# LESSONS.md — Shared Lessons Learned
*Read this before doing anything risky. Updated by all agents.*
*Last updated: 2026-02-17 05:35 AEDT*

---

## 🚨 CRITICAL — Never Repeat These

### 1. NEVER use Kimi/cheap models for code changes
**Date:** 2026-02-07
**What happened:** Kimi agents wrote TypeScript, React components, API routes. Five build-breaking bugs in one session.
**Rule:** ALL code goes through Builder (Claude Code on port 18790). Kimi = research/specs/plans ONLY.

### 2. NEVER overwrite inbox files
**Date:** 2026-02-16
**What happened:** Rivet overwrote RIVET-INBOX.md while "processing" it, destroying Builder's updates. Builder had done 12 tasks that went unacknowledged.
**Rule:** Append-only to inbox files. Never overwrite. Never edit the other agent's inbox.

### 3. NEVER send external comms without Michael's approval
**Rule:** Draft emails, SMS, tweets, LinkedIn posts — but NEVER send without explicit "yes" from Michael.

### 4. NEVER trust cached data for morning briefs
**Date:** 2026-02-16
**What happened:** Morning brief referenced completed tasks as still pending. Stale data from hours ago.
**Rule:** Always verify live (API check, file read with timestamp) before reporting status.

### 5. API keys NEVER in committed files
**Date:** 2026-02-15
**What happened:** API keys exposed in transcript files. Had to scrub logs.
**Rule:** Keys go in .env files or /root/.clawdbot/secrets.json. Never in markdown, never in git.

---

## ⚠️ IMPORTANT — Keep These in Mind

### Model Selection Matters
- **Opus/Sonnet** for dirty data (external content, web scraping, email processing) — hardest to prompt inject
- **Kimi** for routine tasks (research, summaries, formatting) — cheap, good enough
- **Builder (Claude Code)** for ALL code — has full codebase context, catches what others miss

### File-Based Communication Protocol
- `BUILDER-INBOX.md` — Rivet writes TO Builder
- `RIVET-INBOX.md` — Builder writes TO Rivet
- Append-only, timestamp everything, ACK in your own file
- Gateway bridge = notification, not delivery mechanism

### Agent Bridge (HTTP, not WebSocket)
- Old WebSocket bridge was fragile and complex
- New HTTP bridge: `node /home/ccuser/the-50-dollar-app/scripts/agent-bridge.js <agent> <command>`
- All 8 agents in registry with correct ports and tokens

### Michael's Schedule — Respect It
- 5:30 AM - 6 PM: On site.

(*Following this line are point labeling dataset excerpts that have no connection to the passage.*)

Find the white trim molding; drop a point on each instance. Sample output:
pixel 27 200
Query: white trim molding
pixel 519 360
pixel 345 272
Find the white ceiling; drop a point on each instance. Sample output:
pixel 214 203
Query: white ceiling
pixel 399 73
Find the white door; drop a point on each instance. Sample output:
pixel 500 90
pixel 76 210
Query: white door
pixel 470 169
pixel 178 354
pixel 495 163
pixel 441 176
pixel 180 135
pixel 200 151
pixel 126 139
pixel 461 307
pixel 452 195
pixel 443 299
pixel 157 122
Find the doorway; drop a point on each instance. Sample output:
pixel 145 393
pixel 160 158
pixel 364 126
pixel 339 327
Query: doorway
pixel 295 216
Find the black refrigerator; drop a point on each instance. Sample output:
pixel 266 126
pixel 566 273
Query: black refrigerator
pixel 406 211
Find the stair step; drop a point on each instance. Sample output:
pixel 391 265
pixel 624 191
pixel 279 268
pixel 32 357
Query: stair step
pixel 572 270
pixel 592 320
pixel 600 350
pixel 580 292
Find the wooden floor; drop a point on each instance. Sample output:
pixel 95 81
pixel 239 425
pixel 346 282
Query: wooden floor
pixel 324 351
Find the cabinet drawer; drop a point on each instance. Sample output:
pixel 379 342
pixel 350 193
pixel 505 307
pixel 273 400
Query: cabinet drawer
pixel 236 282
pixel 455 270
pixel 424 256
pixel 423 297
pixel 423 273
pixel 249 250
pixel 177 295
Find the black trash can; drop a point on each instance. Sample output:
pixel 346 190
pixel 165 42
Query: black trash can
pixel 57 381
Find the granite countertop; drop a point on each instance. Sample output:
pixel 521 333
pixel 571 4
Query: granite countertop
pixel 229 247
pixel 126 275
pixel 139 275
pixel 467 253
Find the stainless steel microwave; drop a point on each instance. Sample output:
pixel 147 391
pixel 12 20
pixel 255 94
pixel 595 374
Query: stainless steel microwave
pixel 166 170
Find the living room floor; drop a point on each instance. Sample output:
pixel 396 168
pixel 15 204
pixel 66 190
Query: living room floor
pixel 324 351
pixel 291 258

Can read on breaks. Don't spam.
- 7 PM - 8:30 PM: THE WINDOW. Every message saves him time.
- After 8:30 PM: Winding down. Don't message. Queue for morning.

### Token Costs
- Track spending. Kimi is nearly free. Sonnet is cheap. Opus is expensive.
- Batch operations when possible
- Don't waste tokens on HEARTBEAT_OK when there's work to do

---

## 💡 What Works Well

- **Overnight autonomous work** — Builder + Rivet can ship features while Michael sleeps
- **Voice notes for Michael** — He listens while driving, can't read text on site
- **Sub-agents for parallel research** — Spin up 3-5 Kimi agents simultaneously
- **Fleet health check script** — `bash /home/ccuser/the-50-dollar-app/scripts/fleet-health-check.sh`
- **Pre-call intel briefs** — Growth Engine data + AI analysis before outreach calls

### Fleet Coordination ≠ Fleet Monitoring
**Date:** 2026-02-17
**What happened:** Rivet treated Chief of Staff role as watchman — checking if agents were alive, restarting stalled ones. All 6 agent task queues were EMPTY for hours. Agents ran heartbeat routines in isolation with zero cross-communication. 4 agents stalled for 1-3 hours with nobody driving real work.
**Rule:** Chief of Staff actively drives work. Push tasks, connect agents' outputs, force cross-referencing. Empty queues = failure. Watching ≠ leading.

### Model Override Without Provider = Silent Death Loop
**Date:** 2026-02-17
**What happened:** Susan and Harper sessions were overridden to use deepseek/deepseek-chat, but their configs only had Moonshot provider. Every heartbeat/wake attempt failed with "Unknown model: deepseek/deepseek-chat" — 21 errors in one hour. Agent appears "active" in systemd but can't process anything. Restarts don't help because the session override persists.
**Rule:** Before setting a session model override, verify the target model's provider exists in that agent's config. When adding a new model to the fleet, add the provider to ALL agent configs, not just some.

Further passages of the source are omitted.